Former Argentine dictator Jorge Rafael Videla has died in prison, where he was serving a life sentence for crimes against humanity.
Videla, who ruled Argentina during the Dirty War, died of natural causes in the Marcos Paz prison, which is located southwest of Buenos Aires, on Friday at the age of 87.
“Last night he didn’t feel well. He didn’t want to eat and this morning they found him dead in his cell,” Cecilia Pando, the president of the Association of Family and Friends of Political Prisoners, told reporters.
According to a medical report, he was found “without a pulse or pupillary reflex, so an EKG was performed confirming his death at 0825 (1125 GMT) on this date.”
Videla came to power in a 1976 coup against President Isabel Peron and led the military junta that controlled the country until 1981. The junta stayed in power until 1983.

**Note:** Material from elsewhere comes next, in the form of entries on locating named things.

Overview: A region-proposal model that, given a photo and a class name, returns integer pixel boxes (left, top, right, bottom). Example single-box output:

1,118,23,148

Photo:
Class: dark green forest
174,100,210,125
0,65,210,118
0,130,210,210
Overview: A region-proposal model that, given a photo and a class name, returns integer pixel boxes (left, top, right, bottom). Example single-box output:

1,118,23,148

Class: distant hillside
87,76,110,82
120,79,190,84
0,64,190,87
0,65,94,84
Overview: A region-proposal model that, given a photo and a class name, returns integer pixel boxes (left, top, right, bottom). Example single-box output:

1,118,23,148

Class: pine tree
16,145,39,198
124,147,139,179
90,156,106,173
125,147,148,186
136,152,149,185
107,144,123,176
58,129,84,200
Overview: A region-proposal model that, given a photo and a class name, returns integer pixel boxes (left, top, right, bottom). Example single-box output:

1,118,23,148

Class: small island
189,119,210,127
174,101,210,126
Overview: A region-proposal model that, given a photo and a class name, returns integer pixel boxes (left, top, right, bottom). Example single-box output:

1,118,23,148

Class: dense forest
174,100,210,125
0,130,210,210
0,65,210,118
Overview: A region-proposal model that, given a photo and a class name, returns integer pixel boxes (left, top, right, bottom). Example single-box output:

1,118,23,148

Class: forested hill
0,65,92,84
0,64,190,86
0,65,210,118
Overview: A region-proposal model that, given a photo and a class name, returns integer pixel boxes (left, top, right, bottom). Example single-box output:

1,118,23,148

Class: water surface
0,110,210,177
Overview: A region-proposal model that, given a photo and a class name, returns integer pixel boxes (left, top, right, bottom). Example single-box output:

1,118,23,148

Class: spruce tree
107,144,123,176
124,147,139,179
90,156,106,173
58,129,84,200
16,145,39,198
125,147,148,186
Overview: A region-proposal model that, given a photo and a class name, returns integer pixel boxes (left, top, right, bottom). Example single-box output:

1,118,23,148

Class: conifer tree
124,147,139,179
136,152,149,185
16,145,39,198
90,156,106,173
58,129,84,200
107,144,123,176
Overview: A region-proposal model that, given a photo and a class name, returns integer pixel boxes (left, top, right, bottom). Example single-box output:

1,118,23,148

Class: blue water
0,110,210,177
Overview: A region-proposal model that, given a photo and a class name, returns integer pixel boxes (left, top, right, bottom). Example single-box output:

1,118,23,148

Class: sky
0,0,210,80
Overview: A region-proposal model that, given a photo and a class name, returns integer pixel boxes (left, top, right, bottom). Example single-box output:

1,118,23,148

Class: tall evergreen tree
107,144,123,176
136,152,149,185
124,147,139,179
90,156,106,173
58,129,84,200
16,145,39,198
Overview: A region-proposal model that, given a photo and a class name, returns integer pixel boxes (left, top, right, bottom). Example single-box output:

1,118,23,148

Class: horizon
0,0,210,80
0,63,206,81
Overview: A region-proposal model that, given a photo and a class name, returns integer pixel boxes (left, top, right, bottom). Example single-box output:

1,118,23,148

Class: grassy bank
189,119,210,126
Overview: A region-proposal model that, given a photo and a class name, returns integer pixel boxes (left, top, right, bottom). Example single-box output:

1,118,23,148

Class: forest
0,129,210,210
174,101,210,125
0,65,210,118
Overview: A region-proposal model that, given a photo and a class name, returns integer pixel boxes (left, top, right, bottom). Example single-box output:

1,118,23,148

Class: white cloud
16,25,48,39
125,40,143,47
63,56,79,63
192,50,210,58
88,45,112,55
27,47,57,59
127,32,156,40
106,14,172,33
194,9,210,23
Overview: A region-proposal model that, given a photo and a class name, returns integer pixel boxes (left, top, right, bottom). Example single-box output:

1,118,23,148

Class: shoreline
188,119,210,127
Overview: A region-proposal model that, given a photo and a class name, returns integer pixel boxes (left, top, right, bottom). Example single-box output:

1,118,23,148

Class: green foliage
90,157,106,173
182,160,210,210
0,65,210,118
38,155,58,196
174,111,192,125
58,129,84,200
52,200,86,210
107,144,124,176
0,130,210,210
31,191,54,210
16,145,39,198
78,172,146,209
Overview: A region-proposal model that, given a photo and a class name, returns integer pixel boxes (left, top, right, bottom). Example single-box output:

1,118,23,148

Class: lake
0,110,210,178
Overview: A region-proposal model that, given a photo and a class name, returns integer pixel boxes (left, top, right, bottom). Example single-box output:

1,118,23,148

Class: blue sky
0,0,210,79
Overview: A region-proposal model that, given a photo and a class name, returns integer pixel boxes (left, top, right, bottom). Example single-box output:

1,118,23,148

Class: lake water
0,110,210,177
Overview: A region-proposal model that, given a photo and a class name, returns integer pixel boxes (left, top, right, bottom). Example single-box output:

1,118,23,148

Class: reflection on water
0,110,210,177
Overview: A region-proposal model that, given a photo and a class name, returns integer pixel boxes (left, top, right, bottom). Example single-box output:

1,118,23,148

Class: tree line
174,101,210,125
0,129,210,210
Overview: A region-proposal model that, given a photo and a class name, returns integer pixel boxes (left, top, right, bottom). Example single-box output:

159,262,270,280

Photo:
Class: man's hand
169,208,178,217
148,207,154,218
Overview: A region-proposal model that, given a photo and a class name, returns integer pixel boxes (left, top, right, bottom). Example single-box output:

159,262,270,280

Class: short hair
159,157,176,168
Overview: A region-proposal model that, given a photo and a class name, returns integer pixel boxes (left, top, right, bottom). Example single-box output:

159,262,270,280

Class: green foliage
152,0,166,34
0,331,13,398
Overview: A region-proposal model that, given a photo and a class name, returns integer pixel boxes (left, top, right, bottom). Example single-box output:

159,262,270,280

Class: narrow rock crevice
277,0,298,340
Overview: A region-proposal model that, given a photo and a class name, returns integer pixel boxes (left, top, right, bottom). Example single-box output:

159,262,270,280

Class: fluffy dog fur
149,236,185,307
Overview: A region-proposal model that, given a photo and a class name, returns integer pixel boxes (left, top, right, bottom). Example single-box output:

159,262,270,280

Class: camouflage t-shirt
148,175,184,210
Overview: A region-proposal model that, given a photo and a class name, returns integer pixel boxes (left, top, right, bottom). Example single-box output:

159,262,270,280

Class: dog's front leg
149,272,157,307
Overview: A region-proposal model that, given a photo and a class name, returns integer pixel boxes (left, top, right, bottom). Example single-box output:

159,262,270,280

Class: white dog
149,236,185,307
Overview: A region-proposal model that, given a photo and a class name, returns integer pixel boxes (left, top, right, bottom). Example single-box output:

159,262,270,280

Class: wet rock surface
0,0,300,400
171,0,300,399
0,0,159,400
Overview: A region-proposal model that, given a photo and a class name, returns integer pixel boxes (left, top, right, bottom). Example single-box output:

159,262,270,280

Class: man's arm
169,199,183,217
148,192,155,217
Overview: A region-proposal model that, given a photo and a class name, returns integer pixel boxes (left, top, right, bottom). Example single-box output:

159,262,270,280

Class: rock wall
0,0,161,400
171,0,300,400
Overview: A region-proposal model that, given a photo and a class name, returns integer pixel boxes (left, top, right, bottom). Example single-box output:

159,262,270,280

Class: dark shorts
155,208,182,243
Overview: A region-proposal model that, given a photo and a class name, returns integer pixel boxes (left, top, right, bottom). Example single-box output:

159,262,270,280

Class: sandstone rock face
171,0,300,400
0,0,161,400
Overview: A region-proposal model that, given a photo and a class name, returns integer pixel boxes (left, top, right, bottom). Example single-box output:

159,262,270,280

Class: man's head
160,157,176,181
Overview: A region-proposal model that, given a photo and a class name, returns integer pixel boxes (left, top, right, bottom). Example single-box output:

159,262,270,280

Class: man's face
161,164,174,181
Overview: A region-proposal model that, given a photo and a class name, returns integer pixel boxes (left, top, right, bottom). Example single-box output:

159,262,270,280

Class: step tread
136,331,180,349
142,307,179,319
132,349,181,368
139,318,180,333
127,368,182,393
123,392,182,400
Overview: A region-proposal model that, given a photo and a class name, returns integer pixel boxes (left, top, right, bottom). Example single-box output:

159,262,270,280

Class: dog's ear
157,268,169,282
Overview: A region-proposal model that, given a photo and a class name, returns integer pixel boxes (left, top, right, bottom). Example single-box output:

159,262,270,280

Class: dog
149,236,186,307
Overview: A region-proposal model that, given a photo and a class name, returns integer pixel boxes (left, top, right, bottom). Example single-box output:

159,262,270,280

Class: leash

The Dirty War — a campaign against the left and anyone thought to be connected with socialism — started during his rule. Between 13,000 and 30,000 people were kidnapped and “disappeared” by the military from 1976 to 1983.
The Dirty War was part of Operation Condor, under which Argentina’s military cooperated with dictatorships in Chile, Brazil, Bolivia, Uruguay, and Paraguay to share intelligence and assist to arrest each other’s political enemies. The CIA also played a part in Operation Condor by providing lists of suspects and other intelligence information to the military regimes.
On Tuesday, in a public appearance, Videla assumed “full military responsibility for the actions of the army in the war against terrorism.”
He was sentenced to life in prison in 1985 for a series of abuses under his regime, but was pardoned in 1990 by then President Carlos Menem.
In 2010, Videla was sentenced to life in prison for the disappearance of 31 prisoners. Later in 2012, he was sentenced to another 50 years for abducting children born to female prisoners and ordering that they be given to other families.
Videla expressed little regret for the abuses that took place during his rule.
“Let’s say there were seven thousand or eight thousand people who had to die to win the war against subversion,” Videla said recently in a prison interview.
1980 Nobel Peace Prize laureate Adolfo Perez Esquivel, who publicized the junta’s abuses, said Videla “never repented of the crimes, and he is taking a lot of information with him.”